Le 2 juillet 2025, le tribunal de Bobigny a condamné trois anciens cadres d’Ubisoft pour des faits de harcèlement moral, harcèlement sexuel et tentative d’agression sexuelle. Ce verdict marque une étape dans une affaire révélée par une série de témoignages publiés à partir de 2020, d’abord de manière anonyme sur Twitter, puis détaillés dans plusieurs enquêtes journalistiques, notamment celles menées par Libération et Numérama, qui ont décrit une culture d’entreprise profondément dégradée au sein de l’un des fleurons du jeu vidéo français.
Parmi les condamnés, Thomas François, ex-vice-président éditorial, a écopé de la peine la plus lourde : trois ans de prison avec sursis et une amende de 30 000 euros. Il a été reconnu coupable de harcèlement sexuel, de harcèlement moral et de tentative d’agression sexuelle, pour des faits répétés sur plusieurs années, perpétrés notamment dans les locaux de l’entreprise à Montreuil, en open space, sous les yeux de collègues et dans un silence organisationnel durable. Il a présenté des excuses lors de l’audience, affirmant ne pas avoir été l’instigateur d’un système qu’il a attribué à la « culture Ubisoft », une ligne de défense rejetée par le ministère public, qui a qualifié les faits de « violents, intenses, systématiques », impliquant de nombreuses victimes et s’inscrivant sur la durée.

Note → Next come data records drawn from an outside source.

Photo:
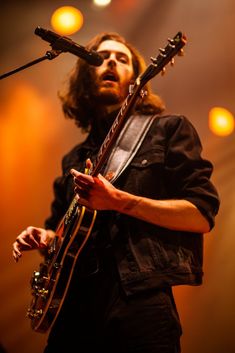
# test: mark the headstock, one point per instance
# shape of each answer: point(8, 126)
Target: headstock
point(174, 47)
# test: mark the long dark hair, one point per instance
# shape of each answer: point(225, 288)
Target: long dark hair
point(77, 102)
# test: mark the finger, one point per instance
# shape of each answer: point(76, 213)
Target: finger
point(89, 164)
point(98, 181)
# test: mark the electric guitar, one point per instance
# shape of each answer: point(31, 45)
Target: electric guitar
point(50, 283)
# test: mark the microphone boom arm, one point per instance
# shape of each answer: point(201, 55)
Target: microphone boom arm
point(50, 54)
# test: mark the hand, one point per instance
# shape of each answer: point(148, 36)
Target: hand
point(31, 238)
point(94, 192)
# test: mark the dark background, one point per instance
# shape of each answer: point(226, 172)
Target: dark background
point(34, 135)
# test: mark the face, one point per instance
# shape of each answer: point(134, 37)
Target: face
point(115, 74)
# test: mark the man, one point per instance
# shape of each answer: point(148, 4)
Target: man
point(148, 235)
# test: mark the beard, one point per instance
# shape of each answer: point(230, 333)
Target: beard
point(109, 93)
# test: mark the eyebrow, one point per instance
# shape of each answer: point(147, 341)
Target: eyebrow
point(115, 51)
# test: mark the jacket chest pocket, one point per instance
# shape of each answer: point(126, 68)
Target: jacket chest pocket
point(147, 173)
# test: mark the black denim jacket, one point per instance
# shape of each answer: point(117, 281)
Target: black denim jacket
point(168, 165)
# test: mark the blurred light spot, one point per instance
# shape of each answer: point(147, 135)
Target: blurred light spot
point(221, 121)
point(67, 20)
point(102, 3)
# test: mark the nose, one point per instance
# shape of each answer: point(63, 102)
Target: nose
point(112, 60)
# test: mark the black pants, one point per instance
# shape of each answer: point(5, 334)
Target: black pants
point(99, 318)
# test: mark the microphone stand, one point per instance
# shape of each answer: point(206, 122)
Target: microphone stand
point(50, 54)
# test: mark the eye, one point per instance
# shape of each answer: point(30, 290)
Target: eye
point(104, 54)
point(123, 59)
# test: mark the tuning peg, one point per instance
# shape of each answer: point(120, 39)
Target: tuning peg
point(163, 71)
point(162, 51)
point(171, 42)
point(181, 52)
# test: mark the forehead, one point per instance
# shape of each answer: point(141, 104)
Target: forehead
point(112, 45)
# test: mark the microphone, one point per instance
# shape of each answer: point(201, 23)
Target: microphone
point(66, 44)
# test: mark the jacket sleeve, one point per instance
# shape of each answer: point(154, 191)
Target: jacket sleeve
point(187, 172)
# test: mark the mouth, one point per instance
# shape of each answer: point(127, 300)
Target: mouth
point(110, 76)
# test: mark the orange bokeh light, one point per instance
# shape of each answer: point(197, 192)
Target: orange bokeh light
point(67, 20)
point(221, 121)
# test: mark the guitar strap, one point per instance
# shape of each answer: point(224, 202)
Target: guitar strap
point(127, 144)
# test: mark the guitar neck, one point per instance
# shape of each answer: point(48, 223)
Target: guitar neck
point(116, 128)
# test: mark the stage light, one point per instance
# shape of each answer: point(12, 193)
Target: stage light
point(221, 121)
point(67, 20)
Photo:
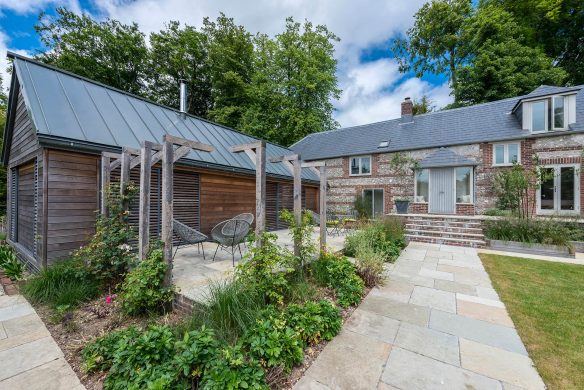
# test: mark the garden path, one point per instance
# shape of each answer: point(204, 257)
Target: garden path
point(29, 357)
point(437, 323)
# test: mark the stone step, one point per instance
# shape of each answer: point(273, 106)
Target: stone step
point(454, 229)
point(447, 241)
point(441, 233)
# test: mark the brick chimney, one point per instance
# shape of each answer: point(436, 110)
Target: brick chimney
point(407, 110)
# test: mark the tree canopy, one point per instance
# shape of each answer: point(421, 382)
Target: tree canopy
point(496, 48)
point(277, 88)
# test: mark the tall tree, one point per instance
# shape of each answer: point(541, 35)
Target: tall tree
point(179, 53)
point(109, 51)
point(502, 64)
point(436, 43)
point(230, 60)
point(293, 84)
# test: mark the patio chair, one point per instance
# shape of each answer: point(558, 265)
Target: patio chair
point(228, 235)
point(188, 236)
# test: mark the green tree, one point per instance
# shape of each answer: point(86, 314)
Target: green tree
point(293, 84)
point(230, 60)
point(109, 52)
point(423, 106)
point(179, 53)
point(502, 64)
point(437, 42)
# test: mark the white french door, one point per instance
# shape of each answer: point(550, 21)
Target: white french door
point(559, 193)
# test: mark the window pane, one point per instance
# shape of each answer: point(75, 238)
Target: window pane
point(422, 180)
point(365, 165)
point(567, 199)
point(463, 183)
point(354, 166)
point(378, 202)
point(499, 154)
point(513, 153)
point(368, 200)
point(538, 116)
point(559, 112)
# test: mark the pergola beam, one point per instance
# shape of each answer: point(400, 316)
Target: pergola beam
point(257, 154)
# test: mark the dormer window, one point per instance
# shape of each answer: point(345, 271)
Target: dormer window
point(548, 114)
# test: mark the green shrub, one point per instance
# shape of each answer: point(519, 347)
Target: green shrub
point(537, 231)
point(264, 268)
point(314, 321)
point(233, 369)
point(272, 342)
point(230, 309)
point(339, 274)
point(12, 267)
point(143, 291)
point(65, 283)
point(107, 255)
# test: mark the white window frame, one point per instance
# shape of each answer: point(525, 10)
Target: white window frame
point(360, 165)
point(471, 184)
point(506, 162)
point(373, 199)
point(416, 185)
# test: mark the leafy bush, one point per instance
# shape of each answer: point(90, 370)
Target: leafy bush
point(231, 309)
point(272, 342)
point(10, 264)
point(539, 231)
point(65, 283)
point(108, 255)
point(339, 274)
point(314, 321)
point(385, 237)
point(143, 291)
point(263, 269)
point(233, 369)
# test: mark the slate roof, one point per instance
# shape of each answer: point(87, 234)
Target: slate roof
point(444, 157)
point(487, 122)
point(66, 107)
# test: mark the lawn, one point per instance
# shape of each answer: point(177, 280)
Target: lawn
point(546, 302)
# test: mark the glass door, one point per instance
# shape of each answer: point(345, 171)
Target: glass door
point(558, 193)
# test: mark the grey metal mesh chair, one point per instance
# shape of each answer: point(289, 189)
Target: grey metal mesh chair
point(188, 236)
point(228, 235)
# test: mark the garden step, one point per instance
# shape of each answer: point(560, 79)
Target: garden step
point(440, 233)
point(456, 229)
point(446, 241)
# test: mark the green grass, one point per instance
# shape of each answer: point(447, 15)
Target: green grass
point(62, 284)
point(546, 302)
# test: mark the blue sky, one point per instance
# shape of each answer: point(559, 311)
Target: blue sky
point(372, 85)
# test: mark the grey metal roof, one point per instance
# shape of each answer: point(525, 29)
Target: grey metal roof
point(487, 122)
point(444, 157)
point(64, 106)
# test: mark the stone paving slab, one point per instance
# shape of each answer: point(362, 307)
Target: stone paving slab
point(442, 325)
point(29, 357)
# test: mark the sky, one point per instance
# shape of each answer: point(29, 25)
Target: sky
point(372, 85)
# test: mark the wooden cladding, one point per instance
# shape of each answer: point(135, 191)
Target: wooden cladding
point(25, 196)
point(72, 187)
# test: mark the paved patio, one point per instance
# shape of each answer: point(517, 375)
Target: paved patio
point(436, 324)
point(29, 357)
point(192, 273)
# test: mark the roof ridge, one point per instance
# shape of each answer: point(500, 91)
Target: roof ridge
point(14, 55)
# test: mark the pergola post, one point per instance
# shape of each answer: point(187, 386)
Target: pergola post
point(257, 153)
point(167, 206)
point(144, 216)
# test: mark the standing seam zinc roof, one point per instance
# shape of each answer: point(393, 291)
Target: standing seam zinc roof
point(65, 106)
point(487, 122)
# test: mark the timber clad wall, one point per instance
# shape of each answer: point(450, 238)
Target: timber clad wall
point(72, 201)
point(24, 144)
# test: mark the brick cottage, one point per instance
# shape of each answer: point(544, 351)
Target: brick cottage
point(458, 152)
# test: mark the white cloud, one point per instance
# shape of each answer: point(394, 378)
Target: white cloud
point(373, 92)
point(34, 6)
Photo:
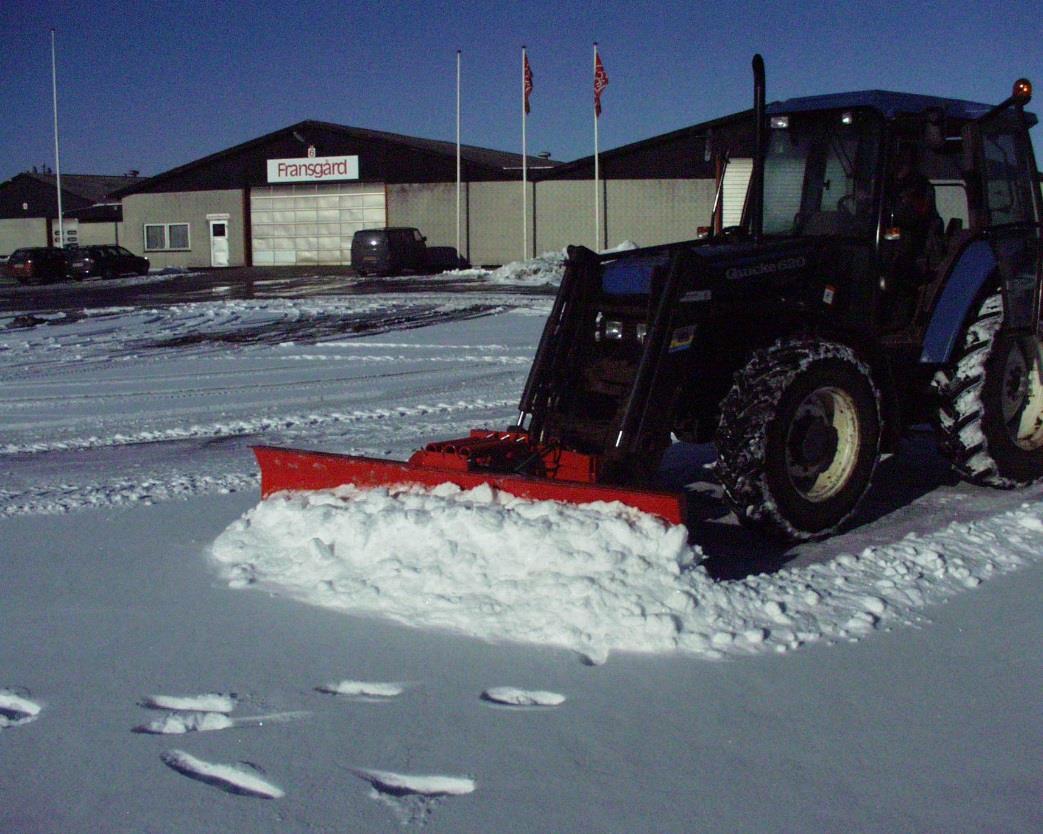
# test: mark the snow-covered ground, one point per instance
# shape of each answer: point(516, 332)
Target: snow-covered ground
point(464, 661)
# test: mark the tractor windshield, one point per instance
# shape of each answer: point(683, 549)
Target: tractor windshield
point(820, 170)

Une ambiance toxique révélée par les salariés eux-mêmes
C’est une vague de récits partagés par d’anciens salariés sur les réseaux sociaux, principalement via la plateforme X (anciennement Twitter), qui a servi de point de départ aux investigations. Très vite relayées par des journalistes, ces voix ont mis au jour des comportements de harcèlement banalisés, dans un environnement où l’humiliation, les propos sexistes et la domination managériale prenaient souvent le pas sur les règles internes et les mécanismes d’alerte. Le service éditorial, au cœur du dispositif créatif d’Ubisoft, était décrit comme structuré autour de rapports de force permanents, où la parole des victimes était minimisée, parfois ignorée, et où la hiérarchie n’intervenait qu’en cas de débordement manifeste, sans jamais remettre en cause le système lui-même.
Des condamnations individuelles, mais une responsabilité collective évitée
Outre Thomas François, deux autres cadres ont été reconnus coupables : Serge Hascoët, longtemps considéré comme le bras droit du PDG Yves Guillemot, a été condamné à 18 mois de prison avec sursis et 45 000 euros d’amende pour harcèlement moral et complicité de harcèlement sexuel, tandis que Guillaume Patrux, également cadre éditorial, a reçu une peine d’un an avec sursis et une amende de 10 000 euros.
Aucune poursuite n’a été engagée contre Ubisoft en tant qu’entreprise, ni contre ses dirigeants actuels, ce que regrettent plusieurs parties civiles, qui soulignent que des alertes internes avaient été émises depuis des années sans qu’aucune mesure structurelle ne soit prise. Ni Yves Guillemot, PDG, ni la directrice des ressources humaines Marie Derain n’ont été inquiétés dans ce dossier. Cette absence de responsabilité au niveau institutionnel interroge, selon les avocats des victimes, sur la capacité du droit actuel à saisir les formes systémiques de harcèlement en entreprise, et sur la manière dont les directions peuvent continuer à esquiver les sanctions alors même que l’environnement incriminé dépendait directement de leurs choix et de leurs arbitrages.
Un signal pour le monde du travail
Pour Me Maude Beckers, avocate des plaignants, cette décision représente « une très bonne décision, aujourd’hui et pour la suite », car elle vient poser un principe clair : les pratiques managériales toxiques ne peuvent plus être ignorées ou tolérées, et les responsables doivent être sanctionnés. Selon elle, ce jugement s’adresse à toutes les entreprises, pas uniquement à Ubisoft, et pourrait encourager d’autres victimes à briser le silence.
L’audience de juin dernier, au cours de laquelle les anciens salariés ont livré leurs témoignages, a mis en lumière non seulement des comportements individuels graves mais aussi une organisation du travail où l’impunité, les jeux d’influence et la peur régnaient. Le tribunal a souligné le caractère structuré du harcèlement observé, ce qui pourrait renforcer à l’avenir les dossiers similaires, en particulier ceux où la frontière entre responsabilité personnelle et faute d’entreprise reste floue.